Title: Re: New timing macros
Post by: daydreamer on May 24, 2022, 04:57:15 AM
Quote from: felipe on May 24, 2022, 04:01:59 AM
Hi all, long time since my last reply/post in the forum  :sad:. One question please: generally speaking, what would be more accurate to test performance in a windows program, counting cycles or counting time (with QueryPerformanceCounter)?
Welcome back felipe  :thumbsup:
Counting cycles,but invoke gettimemillis before and after easier to compare between your asm program and other languages timings for example very fast, huge fibonnaci calculations with matrices
http://masm32.com/board/index.php?topic=9773.0 (http://masm32.com/board/index.php?topic=9773.0)

Title: Re: New timing macros
Post by: jj2007 on May 24, 2022, 06:39:49 AM
Quote from: felipe on May 24, 2022, 04:01:59 AMcounting cycles or counting time

Time varies with cpu speed, cycles don't.

Quote from: daydreamer on May 24, 2022, 04:57:15 AMinvoke gettimemillis before and after

Interesting, can you post an example using gettimemillis?
Title: Re: New timing macros
Post by: felipe on May 24, 2022, 07:24:07 AM
This is an interesting topic. Let me put a quote from a page of intel about clock cycles to help a little bit to new ones (like my self  :toothy:):

QuoteSometimes, multiple instructions are completed in a single clock cycle; in other cases, one instruction might be handled over multiple clock cycles. Since different CPU designs handle instructions differently, it's best to compare clock speeds within the same CPU brand and generation.
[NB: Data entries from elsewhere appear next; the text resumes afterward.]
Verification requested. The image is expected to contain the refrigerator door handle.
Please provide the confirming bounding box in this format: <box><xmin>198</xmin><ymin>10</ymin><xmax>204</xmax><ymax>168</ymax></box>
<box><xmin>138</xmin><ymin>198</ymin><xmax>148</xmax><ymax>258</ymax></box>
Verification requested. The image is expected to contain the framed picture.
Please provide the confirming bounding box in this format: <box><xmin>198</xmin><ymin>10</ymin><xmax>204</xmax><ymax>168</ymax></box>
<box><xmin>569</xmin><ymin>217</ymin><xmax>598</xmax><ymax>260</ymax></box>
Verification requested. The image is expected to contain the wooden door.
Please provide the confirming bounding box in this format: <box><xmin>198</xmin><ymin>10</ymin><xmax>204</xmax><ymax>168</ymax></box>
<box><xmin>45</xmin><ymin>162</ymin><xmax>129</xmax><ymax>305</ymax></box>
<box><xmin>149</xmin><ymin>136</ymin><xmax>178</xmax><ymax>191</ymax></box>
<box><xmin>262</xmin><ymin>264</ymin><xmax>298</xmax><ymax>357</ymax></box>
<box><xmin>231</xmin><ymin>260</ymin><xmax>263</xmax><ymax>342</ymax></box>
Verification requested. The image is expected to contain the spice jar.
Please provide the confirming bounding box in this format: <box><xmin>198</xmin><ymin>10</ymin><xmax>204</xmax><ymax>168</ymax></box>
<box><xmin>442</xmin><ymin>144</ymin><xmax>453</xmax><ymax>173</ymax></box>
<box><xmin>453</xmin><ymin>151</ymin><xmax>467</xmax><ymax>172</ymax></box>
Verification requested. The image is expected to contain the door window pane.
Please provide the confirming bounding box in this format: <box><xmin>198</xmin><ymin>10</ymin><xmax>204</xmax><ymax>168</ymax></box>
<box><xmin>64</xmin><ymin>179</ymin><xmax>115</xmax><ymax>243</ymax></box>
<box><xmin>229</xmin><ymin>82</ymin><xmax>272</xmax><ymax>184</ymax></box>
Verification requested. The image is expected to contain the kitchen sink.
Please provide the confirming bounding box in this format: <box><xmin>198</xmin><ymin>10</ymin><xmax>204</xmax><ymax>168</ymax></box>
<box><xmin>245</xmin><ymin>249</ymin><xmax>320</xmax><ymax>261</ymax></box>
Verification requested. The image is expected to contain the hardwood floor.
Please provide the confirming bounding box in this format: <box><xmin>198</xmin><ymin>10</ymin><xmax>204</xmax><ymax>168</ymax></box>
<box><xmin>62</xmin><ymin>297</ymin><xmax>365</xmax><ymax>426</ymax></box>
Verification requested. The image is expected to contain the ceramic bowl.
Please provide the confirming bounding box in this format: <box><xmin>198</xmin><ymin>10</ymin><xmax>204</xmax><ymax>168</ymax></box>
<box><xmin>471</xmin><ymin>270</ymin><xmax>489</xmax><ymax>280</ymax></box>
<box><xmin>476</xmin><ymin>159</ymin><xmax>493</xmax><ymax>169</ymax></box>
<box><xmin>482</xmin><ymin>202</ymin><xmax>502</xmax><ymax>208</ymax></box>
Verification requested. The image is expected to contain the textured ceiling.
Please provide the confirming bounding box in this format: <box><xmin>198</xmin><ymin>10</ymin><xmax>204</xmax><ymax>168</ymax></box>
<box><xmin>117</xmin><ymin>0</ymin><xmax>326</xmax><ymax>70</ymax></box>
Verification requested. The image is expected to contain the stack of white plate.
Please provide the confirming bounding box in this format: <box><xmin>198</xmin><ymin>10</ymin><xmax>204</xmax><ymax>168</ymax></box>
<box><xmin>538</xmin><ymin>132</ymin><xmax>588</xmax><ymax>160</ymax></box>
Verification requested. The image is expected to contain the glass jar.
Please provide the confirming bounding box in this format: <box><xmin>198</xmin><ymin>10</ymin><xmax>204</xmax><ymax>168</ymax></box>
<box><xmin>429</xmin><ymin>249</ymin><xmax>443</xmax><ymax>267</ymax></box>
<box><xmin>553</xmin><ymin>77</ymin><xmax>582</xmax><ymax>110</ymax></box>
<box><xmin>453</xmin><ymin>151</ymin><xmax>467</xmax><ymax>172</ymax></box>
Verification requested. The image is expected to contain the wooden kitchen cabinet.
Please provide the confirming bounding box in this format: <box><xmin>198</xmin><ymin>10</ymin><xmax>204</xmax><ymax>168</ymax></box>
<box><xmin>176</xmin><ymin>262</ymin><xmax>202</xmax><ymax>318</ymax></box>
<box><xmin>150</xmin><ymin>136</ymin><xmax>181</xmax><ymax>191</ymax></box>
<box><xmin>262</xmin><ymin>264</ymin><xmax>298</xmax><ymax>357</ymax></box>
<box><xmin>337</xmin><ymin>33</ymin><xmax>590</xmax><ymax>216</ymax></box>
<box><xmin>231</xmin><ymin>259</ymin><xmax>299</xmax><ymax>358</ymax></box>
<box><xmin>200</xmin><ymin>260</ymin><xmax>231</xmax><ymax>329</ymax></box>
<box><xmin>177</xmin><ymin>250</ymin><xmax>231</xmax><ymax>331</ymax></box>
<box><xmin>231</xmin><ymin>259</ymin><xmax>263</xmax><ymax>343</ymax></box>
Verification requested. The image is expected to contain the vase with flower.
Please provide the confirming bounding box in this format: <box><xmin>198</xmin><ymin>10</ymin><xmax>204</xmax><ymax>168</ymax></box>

For example, a CPU with a higher clock speed from five years ago might be outperformed by a new CPU with a lower clock speed, as the newer architecture deals with instructions more efficiently. An X-series Intel® processor might outperform a K-series processor with a higher clock speed, because it splits tasks between more cores and features a larger CPU cache. But within the same generation of CPUs, a processor with a higher clock speed will generally outperform a processor with a lower clock speed across many applications. This is why it's important to compare processors from the same brand and generation.

https://www.intel.com/content/www/us/en/gaming/resources/cpu-clock-speed.html (https://www.intel.com/content/www/us/en/gaming/resources/cpu-clock-speed.html)
Title: Re: New timing macros
Post by: hutch-- on May 24, 2022, 07:37:19 AM
Hi felipe,

Don't be lead astray, the only reliable timing technique is real time[tm]. Any recent CPU does many things that effect trying to perform close range timings, variable frequency depending on load, OS ring0 over-rides, core sharing, CPU time slicing, CPU hardware differences etc etc etc ....

Timing is at best unreliable due to these factors and the best I have come up with over many years is to design each test to match the algo's usage. Run the test for long enough, (over 1 second usually does the job). With the choice of attack speed versus sustained data transfer and everything inbetween.

Short duration tests run many times versus long duration tests for absolute transfer speed.
Title: Re: New timing macros
Post by: felipe on May 24, 2022, 07:59:48 AM
I share that vision Hutch, i mean, if you can see the program running fast then you finished the job. If you want your program to run fast on multiple cpu's, you test the program in all the different cpu's you can. If you have the task of constructing the fastest program in the world, you will still need to face the reallity that the program will run different in two different cpu's.  :icon_idea:

Although i recognize that counting cycles, i mean, bringing out strange numbers from this electronic world, can be fun... :mrgreen:
Title: Re: New timing macros
Post by: quarantined on May 24, 2022, 08:41:34 AM
off topic == on

Quote from: felipe on May 24, 2022, 04:01:59 AM
Hi all, long time since my last reply/post in the forum

Well, hello. I haven't seen you around here since forever. How are you?

off topic == off. Oops
Title: Re: New timing macros
Post by: jj2007 on May 24, 2022, 08:51:52 AM
Quote from: felipe on May 24, 2022, 07:59:48 AMif you can see the program running fast then you finished the job.

Sure, but between starting the work and finishing, there may be weeks or years. In the meantime, you might want to know which instructions are the fastest in the 100+ innermost loops of your program. For example, are inc, add and lea any different? Should you prefer one of them? Does one of them really suck on AMD cpus, or on the cheap Celerons that your company uses?

Intel(R) Core(TM) i5-2450M CPU @ 2.50GHz
once:
0        Cycles for inc eax
0        Cycles for add eax,1
0        Cycles for lea eax,[eax+1]
0        Cycles for inc eax
0        Cycles for add eax,1
0        Cycles for lea eax,[eax+1]
0        Cycles for inc eax
0        Cycles for add eax,1
0        Cycles for lea eax,[eax+1]
0        Cycles for inc eax
0        Cycles for add eax,1
0        Cycles for lea eax,[eax+1]

100x:
87       Cycles for 100*inc eax
96       Cycles for 100*add eax,1
84       Cycles for 100*lea eax,[eax+1]
84       Cycles for 100*inc eax
81       Cycles for 100*add eax,1
83       Cycles for 100*lea eax,[eax+1]
84       Cycles for 100*inc eax
85       Cycles for 100*add eax,1
84       Cycles for 100*lea eax,[eax+1]
84       Cycles for 100*inc eax
78       Cycles for 100*add eax,1
84       Cycles for 100*lea eax,[eax+1]
1 bytes for inc eax
3 bytes for add eax, 1
3 bytes for lea eax, [eax+1]
100 bytes for 100*inc eax
300 bytes for 100*add eax, 1
300 bytes for 100*lea eax, [eax+1]
Title: Re: New timing macros
Post by: felipe on May 24, 2022, 09:40:44 AM
Actually that's a good point jj. You will need to test during the development. How you test performance specifically i suppose will always be a function (at least) of the type of program you are doing.